İftarda sağlıklı ve istikrarlı beslenmeye itina gösterilmelidir. Süratli ve büyük porsiyonlarda besin alımı midede tartı, bulantı, gaz, yanma ve reflü üzere sıhhat meselelerine yol açacaktır. Bunları önlemek için, iftarda su yahut hurma ile oruç açıldıktan sonra bir kâse çorba tüketilmelidir. Uzun mühlet hizmet yapmayan mide ve sindirim sisteminin çalışmaya başlaması için hengam tanınmalıdır. 10-15 dakika bekleyip ana yemeğe devam etmek mide ve sindirim sistemine bu vadeyi tanımayı sağlayacaktır. Ayrıyeten unutulmamalıdır ki, dimağ doyma sinyalini yemek yeme sürecinden 15-20 dakika sonra iletir. Bu sebeple iftarda süratli ve büyük porsiyonlarda yemek mekanına lokmalar düzgünce çiğnenerek, yavaş yavaş yenilmelidir.
İftara etli zerzevat yemekleri, zeytinyağlı sebze/baklagil yemekleri, yoğurt-ayran-cacık ve bol yeşillikli salatayla devam edilebilir. Makarna ve pirinç pilavı bölgesine bulgur pilavı, tam buğday unu yahut eserleriyle yapılmış besinler tüketilmelidir. Pide, birçok kişi için ramazan ayının vazgeçilmezi olabilir ancak beyaz undan yapıldığı için kan şekerinin çabuk yükselmesine ve akabinde açlık hissinin artmasına sebep olmaktadır. Münasebetiyle pide noktasına tam tahıllı ekmekler daha gerçek bir tercih olacaktır.

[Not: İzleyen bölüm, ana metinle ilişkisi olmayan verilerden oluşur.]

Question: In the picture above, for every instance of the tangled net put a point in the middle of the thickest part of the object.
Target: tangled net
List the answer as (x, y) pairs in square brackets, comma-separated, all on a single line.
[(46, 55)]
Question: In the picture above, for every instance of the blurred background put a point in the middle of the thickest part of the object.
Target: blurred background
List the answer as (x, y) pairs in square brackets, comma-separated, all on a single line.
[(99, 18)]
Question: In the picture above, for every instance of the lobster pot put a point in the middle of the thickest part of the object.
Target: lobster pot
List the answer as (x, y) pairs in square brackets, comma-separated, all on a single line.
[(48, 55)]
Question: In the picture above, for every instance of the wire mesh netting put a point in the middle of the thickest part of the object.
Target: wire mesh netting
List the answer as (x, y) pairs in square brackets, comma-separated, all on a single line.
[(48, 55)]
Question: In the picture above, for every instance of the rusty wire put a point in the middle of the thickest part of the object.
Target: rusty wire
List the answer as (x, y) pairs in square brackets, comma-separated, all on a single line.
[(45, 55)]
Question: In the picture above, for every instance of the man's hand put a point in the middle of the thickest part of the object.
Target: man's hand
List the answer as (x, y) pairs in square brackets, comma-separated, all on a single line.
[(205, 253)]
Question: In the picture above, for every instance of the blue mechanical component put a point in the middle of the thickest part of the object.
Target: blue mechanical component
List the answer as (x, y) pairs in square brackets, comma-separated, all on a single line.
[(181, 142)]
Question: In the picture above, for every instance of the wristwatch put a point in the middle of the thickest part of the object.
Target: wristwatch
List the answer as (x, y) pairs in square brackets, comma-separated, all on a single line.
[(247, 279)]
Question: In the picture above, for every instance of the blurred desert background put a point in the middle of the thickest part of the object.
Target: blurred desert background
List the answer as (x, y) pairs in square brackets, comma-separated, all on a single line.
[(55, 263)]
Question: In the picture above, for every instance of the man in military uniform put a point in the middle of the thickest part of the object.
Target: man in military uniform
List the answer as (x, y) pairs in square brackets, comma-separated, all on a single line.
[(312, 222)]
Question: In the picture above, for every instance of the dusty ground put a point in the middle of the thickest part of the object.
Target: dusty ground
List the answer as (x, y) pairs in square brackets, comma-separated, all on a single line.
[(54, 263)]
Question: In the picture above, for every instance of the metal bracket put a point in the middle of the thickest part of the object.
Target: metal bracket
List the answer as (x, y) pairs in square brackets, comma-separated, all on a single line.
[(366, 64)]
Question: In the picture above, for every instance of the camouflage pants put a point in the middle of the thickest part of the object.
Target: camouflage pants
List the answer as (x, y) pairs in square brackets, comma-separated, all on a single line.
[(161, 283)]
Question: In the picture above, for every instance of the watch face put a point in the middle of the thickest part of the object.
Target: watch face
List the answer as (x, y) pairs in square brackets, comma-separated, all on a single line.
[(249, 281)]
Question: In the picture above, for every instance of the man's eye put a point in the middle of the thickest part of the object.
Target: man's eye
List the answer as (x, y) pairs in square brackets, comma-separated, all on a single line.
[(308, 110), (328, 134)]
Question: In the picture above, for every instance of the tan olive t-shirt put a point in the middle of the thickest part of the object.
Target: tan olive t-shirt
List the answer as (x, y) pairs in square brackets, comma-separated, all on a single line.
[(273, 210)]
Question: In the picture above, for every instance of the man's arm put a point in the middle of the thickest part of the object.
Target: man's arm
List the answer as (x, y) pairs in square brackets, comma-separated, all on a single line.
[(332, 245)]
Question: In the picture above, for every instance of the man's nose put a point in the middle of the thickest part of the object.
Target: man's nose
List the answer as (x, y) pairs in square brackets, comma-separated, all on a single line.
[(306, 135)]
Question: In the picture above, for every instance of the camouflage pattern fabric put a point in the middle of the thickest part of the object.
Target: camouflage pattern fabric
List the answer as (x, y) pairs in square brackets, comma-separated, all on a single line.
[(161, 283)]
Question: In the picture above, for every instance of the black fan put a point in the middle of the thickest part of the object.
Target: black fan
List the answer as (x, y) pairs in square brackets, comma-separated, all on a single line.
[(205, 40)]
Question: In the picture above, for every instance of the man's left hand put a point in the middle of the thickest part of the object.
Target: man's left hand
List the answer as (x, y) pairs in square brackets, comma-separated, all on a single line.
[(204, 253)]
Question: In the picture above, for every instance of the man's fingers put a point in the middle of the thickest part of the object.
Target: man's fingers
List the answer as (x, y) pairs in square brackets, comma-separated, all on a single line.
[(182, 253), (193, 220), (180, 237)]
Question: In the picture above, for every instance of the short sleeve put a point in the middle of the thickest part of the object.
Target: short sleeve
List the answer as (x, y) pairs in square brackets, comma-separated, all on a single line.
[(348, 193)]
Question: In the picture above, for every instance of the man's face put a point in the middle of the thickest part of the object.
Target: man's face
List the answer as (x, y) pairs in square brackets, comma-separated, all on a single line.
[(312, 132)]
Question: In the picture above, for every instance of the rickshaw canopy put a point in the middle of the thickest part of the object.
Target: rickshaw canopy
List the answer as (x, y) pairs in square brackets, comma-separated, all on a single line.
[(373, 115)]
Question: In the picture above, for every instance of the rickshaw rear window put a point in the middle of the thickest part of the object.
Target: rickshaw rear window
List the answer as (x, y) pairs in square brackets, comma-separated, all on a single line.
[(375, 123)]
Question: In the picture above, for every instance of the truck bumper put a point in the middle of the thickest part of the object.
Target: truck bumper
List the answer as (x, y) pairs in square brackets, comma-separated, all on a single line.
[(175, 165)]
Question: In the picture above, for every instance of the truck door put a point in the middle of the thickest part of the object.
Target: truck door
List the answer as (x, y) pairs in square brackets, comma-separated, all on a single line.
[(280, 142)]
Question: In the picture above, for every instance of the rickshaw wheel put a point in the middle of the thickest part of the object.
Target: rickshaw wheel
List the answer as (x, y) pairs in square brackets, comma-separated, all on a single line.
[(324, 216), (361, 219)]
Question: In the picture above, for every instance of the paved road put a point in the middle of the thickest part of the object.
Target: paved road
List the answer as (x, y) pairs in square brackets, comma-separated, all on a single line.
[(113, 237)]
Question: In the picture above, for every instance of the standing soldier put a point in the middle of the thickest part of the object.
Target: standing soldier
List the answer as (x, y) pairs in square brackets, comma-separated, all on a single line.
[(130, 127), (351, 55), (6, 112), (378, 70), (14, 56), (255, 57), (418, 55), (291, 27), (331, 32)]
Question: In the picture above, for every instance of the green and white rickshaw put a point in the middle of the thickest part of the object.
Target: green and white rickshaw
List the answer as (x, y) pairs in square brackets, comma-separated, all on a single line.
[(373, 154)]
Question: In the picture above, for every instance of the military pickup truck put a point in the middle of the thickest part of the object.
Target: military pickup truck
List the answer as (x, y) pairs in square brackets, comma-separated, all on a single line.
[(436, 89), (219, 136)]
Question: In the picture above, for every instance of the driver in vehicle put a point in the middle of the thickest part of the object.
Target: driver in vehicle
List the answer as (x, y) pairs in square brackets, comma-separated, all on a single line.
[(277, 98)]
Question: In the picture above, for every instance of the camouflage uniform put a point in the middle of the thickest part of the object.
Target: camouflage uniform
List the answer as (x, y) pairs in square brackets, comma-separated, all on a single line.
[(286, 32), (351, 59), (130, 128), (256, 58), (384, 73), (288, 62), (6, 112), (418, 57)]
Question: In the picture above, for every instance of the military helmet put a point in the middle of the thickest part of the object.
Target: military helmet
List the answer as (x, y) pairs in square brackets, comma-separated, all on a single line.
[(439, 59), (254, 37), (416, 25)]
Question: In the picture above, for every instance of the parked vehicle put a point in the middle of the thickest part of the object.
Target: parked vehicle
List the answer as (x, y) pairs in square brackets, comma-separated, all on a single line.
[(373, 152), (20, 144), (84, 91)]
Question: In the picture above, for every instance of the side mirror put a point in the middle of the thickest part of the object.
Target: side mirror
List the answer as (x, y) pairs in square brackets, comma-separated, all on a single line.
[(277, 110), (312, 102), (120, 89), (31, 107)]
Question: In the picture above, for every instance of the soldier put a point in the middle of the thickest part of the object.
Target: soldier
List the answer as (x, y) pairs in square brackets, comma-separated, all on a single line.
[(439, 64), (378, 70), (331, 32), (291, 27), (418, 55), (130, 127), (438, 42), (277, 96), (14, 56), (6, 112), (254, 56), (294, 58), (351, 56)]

Kilo almamak için, yenilen besinlerin yağ içeriğine kesinlikle dikkat edilmelidir. Kızartma bölgesine haşlama, ızgara yahut fırında pişirme usulleri tercih edilmelidir. Yenilen besinlerin porsiyonlarına da dikkat edilmeli, mideyi rahatsız edecek, gereksiz kalori almamızı sağlayacak büyük porsiyonlardan kaçınılmalıdır. Kalsiyum muhtaçlığı ve tansiyonu sistemli tutabilmek için süt ve süt eserlerine kesinlikle konum verilmelidir.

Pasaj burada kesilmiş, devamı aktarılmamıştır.